Praxeologische Narratologie und frühmittelalterliche Erzählkulturen. Untersuchungen zur volkssprachigen und lateinischen Bibeldichtung

Das Forschungsprojekt befasst sich mit dem in der kulturwissenschaftlichen Mediävistik vieldiskutierten Problem des Verhältnisses von poetischen Texten und mittelalterlicher Kultur und geht der Frage nach Wissensschichten nach, die den Texten zugrunde liegen. Untersucht werden das ‚Evangelienbuch‘ Otfrids von Weissenburg und der ‚Heliand‘ unter Verwendung des Instrumentariums der praxeologischen Narratologie. Diese richtet ihr textanalytisches Interesse auf das erzählte Handeln, ihr Handlungsbegriff wurde unter Rückgriff auf die praxeologische Soziologie entwickelt. Erzähltes Handeln wird zum Hauptgegenstand, weil es auf das praktische Wissen Bezug nimmt, unter dessen Prämissen das Handeln in Erzählungen von den historischen Rezipienten als sinnhaft verstanden werden konnte. Mithilfe der Handlungsanalyse soll die Ordnung des praktischen Wissens vergangener Kulturen rekonstruiert werden. Erzählungen sind der bevorzugte Ort, an dem Handeln und praktisches Wissen thematisiert werden können, ohne dass das implizite praktische Wissen in begriffliche Explikation überführt werden muss. Der Ansatz versucht so, historische Wissensschichten zugänglich zu machen, die für das Textverständnis wichtig, die aber ausserhalb von erzählenden Texten nur schwer zugänglich sind.
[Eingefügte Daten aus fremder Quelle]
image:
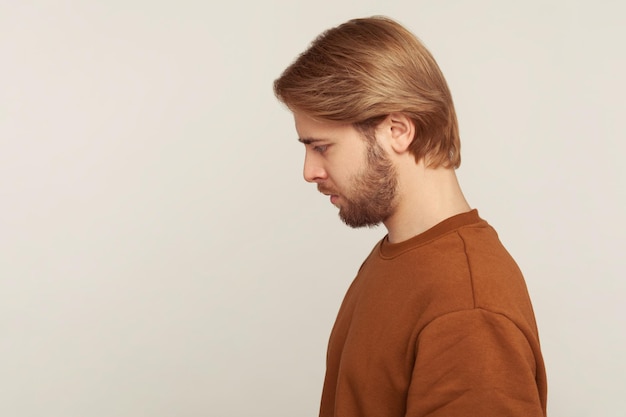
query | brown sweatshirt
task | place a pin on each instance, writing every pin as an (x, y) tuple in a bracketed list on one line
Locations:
[(438, 325)]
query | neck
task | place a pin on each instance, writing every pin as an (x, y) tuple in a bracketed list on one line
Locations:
[(426, 196)]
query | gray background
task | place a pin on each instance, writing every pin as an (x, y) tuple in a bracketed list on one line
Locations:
[(160, 254)]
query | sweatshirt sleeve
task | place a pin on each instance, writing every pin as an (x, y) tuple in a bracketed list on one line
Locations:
[(474, 363)]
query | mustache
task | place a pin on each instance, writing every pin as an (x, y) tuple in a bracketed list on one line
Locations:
[(325, 190)]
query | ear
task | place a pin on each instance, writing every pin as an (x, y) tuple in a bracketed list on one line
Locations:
[(400, 130)]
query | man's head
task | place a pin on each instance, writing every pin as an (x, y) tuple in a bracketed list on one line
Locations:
[(366, 69)]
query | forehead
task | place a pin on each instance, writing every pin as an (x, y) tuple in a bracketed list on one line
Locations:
[(310, 129)]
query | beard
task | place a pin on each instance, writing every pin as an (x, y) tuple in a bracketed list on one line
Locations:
[(372, 195)]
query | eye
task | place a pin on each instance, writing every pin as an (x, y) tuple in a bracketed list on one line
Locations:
[(320, 148)]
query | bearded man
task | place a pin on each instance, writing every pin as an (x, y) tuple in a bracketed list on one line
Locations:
[(438, 321)]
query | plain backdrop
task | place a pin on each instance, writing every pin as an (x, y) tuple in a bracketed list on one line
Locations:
[(160, 254)]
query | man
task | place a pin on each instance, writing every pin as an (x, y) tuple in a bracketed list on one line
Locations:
[(438, 321)]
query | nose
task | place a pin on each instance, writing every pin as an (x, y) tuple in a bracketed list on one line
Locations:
[(313, 168)]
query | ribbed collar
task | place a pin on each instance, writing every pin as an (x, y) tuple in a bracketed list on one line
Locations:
[(391, 250)]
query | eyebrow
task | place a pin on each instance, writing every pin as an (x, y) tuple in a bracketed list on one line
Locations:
[(308, 141)]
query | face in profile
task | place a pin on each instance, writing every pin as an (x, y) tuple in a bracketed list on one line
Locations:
[(351, 168)]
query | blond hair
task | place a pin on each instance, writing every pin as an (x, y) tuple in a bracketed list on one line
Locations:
[(364, 70)]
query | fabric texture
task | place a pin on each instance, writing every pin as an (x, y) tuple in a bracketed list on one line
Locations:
[(438, 325)]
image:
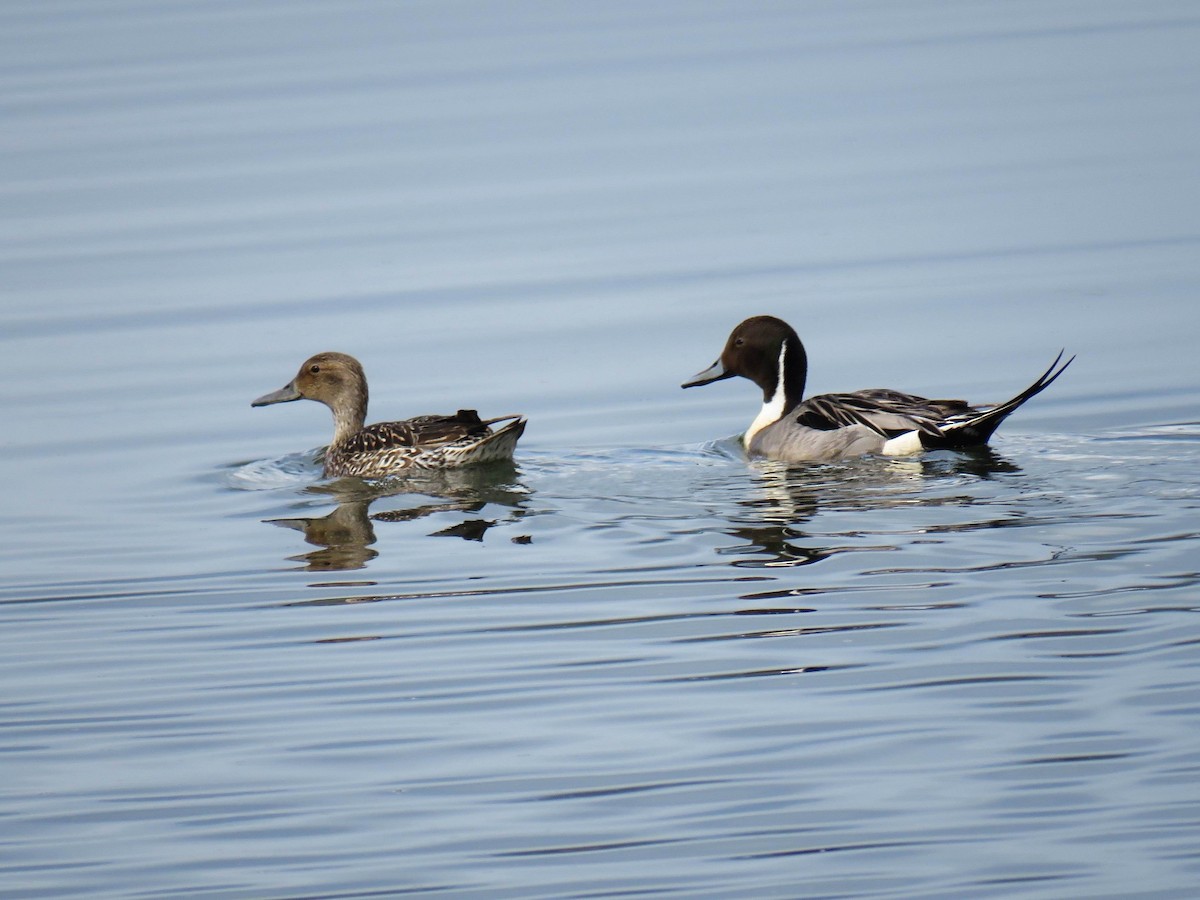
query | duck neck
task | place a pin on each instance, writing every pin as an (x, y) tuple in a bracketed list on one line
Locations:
[(784, 393), (349, 417)]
Diese anhand von Texten des 12. bis 16. Jahrhunderts entwickelten Grundüberlegungen wendet das Forschungsprojekt auf Texte des frühen Mittelalters an, wobei auch die spätantike Bibeldichtung berücksichtigt wird. Die Frage nach den Ordnungen des praktischen Wissens wird mit der Frage nach der Spezifik des volkssprachigen Erzählens im Frühmittelalter, insbesondere des heroischen Erzählens, verknüpft. Die beiden zu untersuchenden Texte nehmen eine vermittelnde Stellung zwischen der laikal-mündlichen und der klerikal-literaten Kultur des Frühmittelalters ein. Von dieser Zwischenstellung ausgehend, sollen die Eigenheiten volkssprachigen frühmittelalterlichen Erzählens genauer beschrieben werden. Die Frage nach der Spezifik volkssprachigen Erzählens erfordert einerseits den kontrastiven Einbezug der lateinisch-literaten Tradition, andererseits sichert sie den Anschluss an die weitere mediävistisch-narratologische Diskussion.
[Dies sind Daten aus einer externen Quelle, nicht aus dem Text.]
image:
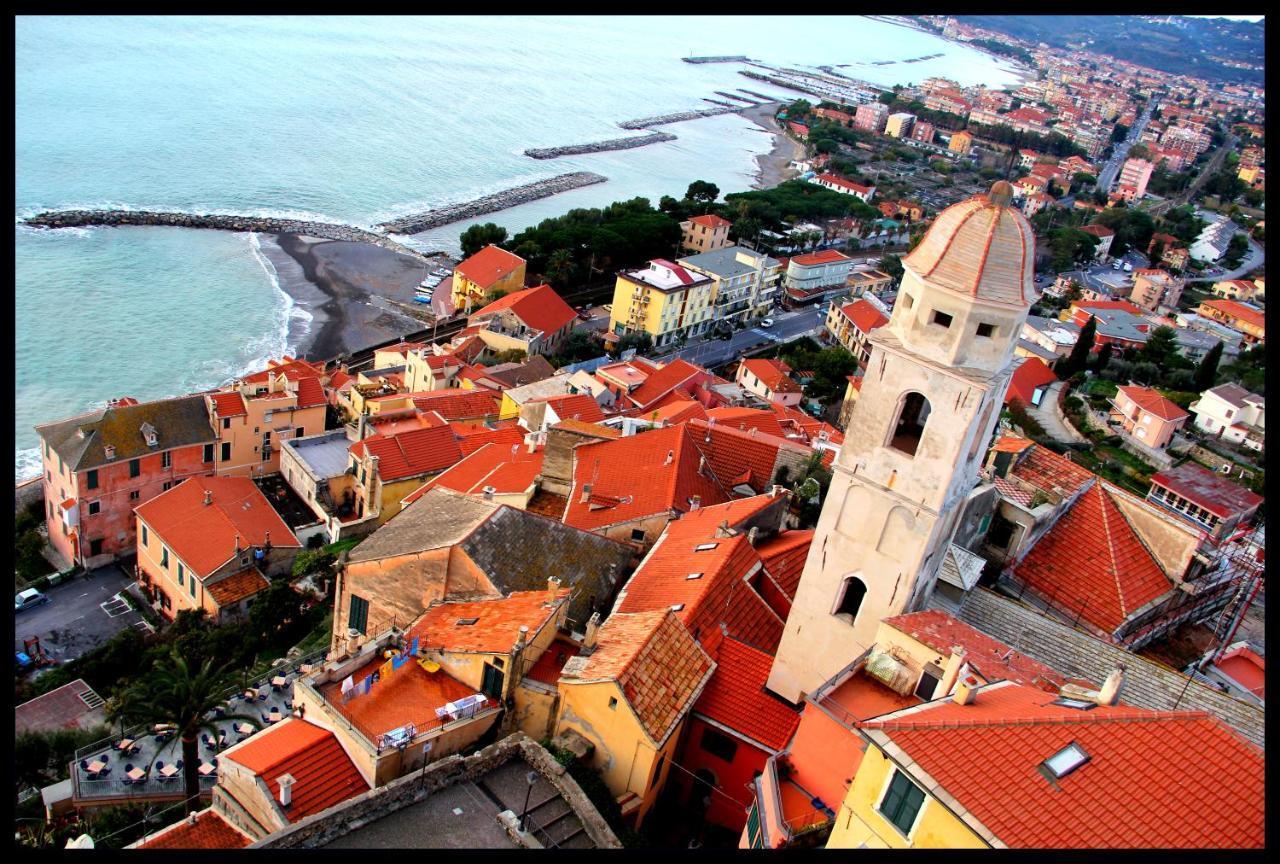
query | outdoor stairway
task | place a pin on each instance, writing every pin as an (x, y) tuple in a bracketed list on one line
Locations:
[(551, 819)]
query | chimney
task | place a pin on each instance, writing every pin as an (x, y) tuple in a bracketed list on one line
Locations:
[(593, 627), (951, 671), (286, 782), (1110, 693), (967, 690)]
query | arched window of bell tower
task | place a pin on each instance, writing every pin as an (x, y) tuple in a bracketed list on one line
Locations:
[(850, 599), (906, 430)]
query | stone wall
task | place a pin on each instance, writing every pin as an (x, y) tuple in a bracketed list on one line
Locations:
[(1147, 684), (328, 826)]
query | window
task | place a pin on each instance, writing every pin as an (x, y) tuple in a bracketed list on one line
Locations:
[(718, 744), (910, 424), (901, 803), (359, 616), (851, 594)]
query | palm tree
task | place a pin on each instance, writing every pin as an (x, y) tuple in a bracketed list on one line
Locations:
[(174, 694)]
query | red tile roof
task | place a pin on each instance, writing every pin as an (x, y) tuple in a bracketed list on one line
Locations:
[(579, 406), (659, 667), (209, 831), (864, 315), (540, 309), (1092, 562), (736, 696), (496, 627), (1031, 374), (773, 374), (411, 453), (205, 535), (1152, 780), (489, 265), (1206, 489), (323, 772), (228, 405), (711, 222), (457, 403), (1152, 402), (992, 658), (826, 256)]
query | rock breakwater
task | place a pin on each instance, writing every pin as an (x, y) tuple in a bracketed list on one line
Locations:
[(600, 146), (492, 202)]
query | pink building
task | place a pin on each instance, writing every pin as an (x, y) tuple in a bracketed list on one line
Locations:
[(99, 466)]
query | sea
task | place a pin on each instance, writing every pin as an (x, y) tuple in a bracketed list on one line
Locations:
[(350, 120)]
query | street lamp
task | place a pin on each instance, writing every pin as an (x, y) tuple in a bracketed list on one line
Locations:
[(531, 777)]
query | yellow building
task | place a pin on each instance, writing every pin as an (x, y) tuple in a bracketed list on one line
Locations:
[(629, 694), (663, 300), (489, 272)]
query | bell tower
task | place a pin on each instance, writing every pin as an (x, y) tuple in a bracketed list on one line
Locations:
[(929, 401)]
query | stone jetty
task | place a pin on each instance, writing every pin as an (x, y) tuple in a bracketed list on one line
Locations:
[(218, 222), (492, 202), (737, 58), (600, 146), (644, 123)]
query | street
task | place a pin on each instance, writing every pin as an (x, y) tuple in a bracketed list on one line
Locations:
[(81, 615)]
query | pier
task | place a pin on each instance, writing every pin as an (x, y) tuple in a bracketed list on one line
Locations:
[(492, 202), (600, 146)]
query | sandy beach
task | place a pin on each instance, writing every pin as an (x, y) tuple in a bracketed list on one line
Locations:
[(773, 165), (352, 291)]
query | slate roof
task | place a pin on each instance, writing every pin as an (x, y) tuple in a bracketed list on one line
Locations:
[(179, 423), (321, 769), (1093, 562), (204, 536), (1152, 780), (736, 696), (494, 622), (658, 666)]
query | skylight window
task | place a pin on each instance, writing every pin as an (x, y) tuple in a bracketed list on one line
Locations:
[(1066, 759)]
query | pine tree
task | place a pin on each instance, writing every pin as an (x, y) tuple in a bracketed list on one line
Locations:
[(1207, 371), (1079, 356)]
Die Ziele des Projekts sind: erstens die Weiterentwicklung und Differenzierung des theoretisch-methodischen Ansatzes der praxeologischen Narratologie, zweitens ein genaueres Verständnis der frühmittelalterlichen narrativen Verfahrensweisen in der Volkssprache im Vergleich mit den lateinisch-gelehrten Traditionen, drittens die Ermittlung als signifikant einzuschätzender, narrativ präsentierter Handlungskonstellationen und dadurch, viertens, die Rekonstruktion der Ordnung des praktischen Wissens im frühen Mittelalter im Spannungsfeld geistlich-literater und laikal-oraler Kultur.